しかし、そんな中でもただ一人、人々を幸せにするという芯のぶれない彼女だけが違った。
「みんな。そんな言い合いをしてる暇はないよ。私の勘が今すぐ戦えって言ってる。ここで私達が戦わなかったら、みんなが不幸になっちゃう」
普段はどこか子供っぽいリーダーであるイレーヌが一喝する。すると、先程の諍いも止み、パーティの雰囲気が柔らかく、されど、きつく引き締まる。
そんな雰囲気の中、彼女はこう続ける。
「私達の目標は世界を幸せて満たすこと。だから、今ここで不幸になる人を見過ごす訳にはいかないよね。いくよみんな。私達がみんなを幸せにするよ」
――みんなを幸せにするよ。
その一言で、六人は武器を手に取り、ゴブリン達との激しさを増していく戦いにその身を投じた。
◇◆◇◆◇
俺とフィー、カヤは地上に降り立つと、作戦通りに最前線で闘い続けているフレッドの元に駆けつけた。
「おーい! フレッドー!」
「この声は!?」
「こっちだこっち! あっ、やっぱゴブリンを倒す事に集中しろ! こっちは上手くやったから!」
フレッドはゴブリンを倒すのに必死だったので、とりあえずゴブリンキングを倒した事だけ報告しておいた。そうすれば今後のゴブリンの動きを見れば、フレッドも次にどう動けばいいのか分かるだろうと思ったのだ。
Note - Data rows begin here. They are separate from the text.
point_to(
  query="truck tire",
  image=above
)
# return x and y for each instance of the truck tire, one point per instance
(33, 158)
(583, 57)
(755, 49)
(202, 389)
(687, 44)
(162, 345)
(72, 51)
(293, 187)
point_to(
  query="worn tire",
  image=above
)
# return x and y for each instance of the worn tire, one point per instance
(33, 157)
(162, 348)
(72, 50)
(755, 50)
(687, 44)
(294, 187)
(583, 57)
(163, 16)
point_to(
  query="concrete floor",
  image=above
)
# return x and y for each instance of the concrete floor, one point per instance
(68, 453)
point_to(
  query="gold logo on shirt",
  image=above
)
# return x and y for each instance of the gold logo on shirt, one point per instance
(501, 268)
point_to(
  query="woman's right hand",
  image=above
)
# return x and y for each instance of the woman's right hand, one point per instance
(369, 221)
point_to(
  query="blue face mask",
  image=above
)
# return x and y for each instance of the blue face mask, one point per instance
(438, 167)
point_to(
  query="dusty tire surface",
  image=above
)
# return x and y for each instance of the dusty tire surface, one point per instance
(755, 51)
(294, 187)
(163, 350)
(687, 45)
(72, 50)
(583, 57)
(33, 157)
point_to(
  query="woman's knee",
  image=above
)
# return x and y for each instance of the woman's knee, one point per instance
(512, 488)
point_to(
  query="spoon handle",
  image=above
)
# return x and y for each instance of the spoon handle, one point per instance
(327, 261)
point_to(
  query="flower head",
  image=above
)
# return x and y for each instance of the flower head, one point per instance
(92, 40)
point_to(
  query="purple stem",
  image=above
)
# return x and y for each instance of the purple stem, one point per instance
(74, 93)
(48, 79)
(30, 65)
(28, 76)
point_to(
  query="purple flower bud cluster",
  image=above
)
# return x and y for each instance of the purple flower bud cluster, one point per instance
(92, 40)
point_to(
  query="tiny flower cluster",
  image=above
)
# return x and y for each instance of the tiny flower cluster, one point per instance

しかし俺はフレッドがいつも俺を優先することを失念していた。
「やっぱりカナタ君じゃないか! 無事だったんだね! で、君達がここに来たって事はゴブリンキングを無事倒したって事だよね! 私はやってくれるって信じていたよ! さすがだね!」
「おい! 来るなって言ってんだろ!」
フレッドは、問答無用で剣を持っていない方の手を振りながら俺に近付いてくる。何故こいつはこんな時に、こんなにも満面の笑みが出来るのだろうか。疑問だ。
「――って後ろ後ろ!」
こっちに向かってきているフレッドの背後にゴブリンが迫って来ていた。フレッドはその事を知らないようなので、俺が身振り手振りを使って必死になって教える。
「ん? あぁ、こいつね。知ってたから大丈夫だよ。それにしても、カナタ君はいつも優しいなあ! 私のこと嫌いだって言ってるのにこんなにも助けてくれるんだもんね!」
フレッドは軽口を叩きながら、後ろ手に持った剣をそのまま後ろに迫って来ていたゴブリンの腹に突き刺した。それに加えてその剣を横に薙ぐので、ゴブリンはそのまま地に伏せる事しか出来ない。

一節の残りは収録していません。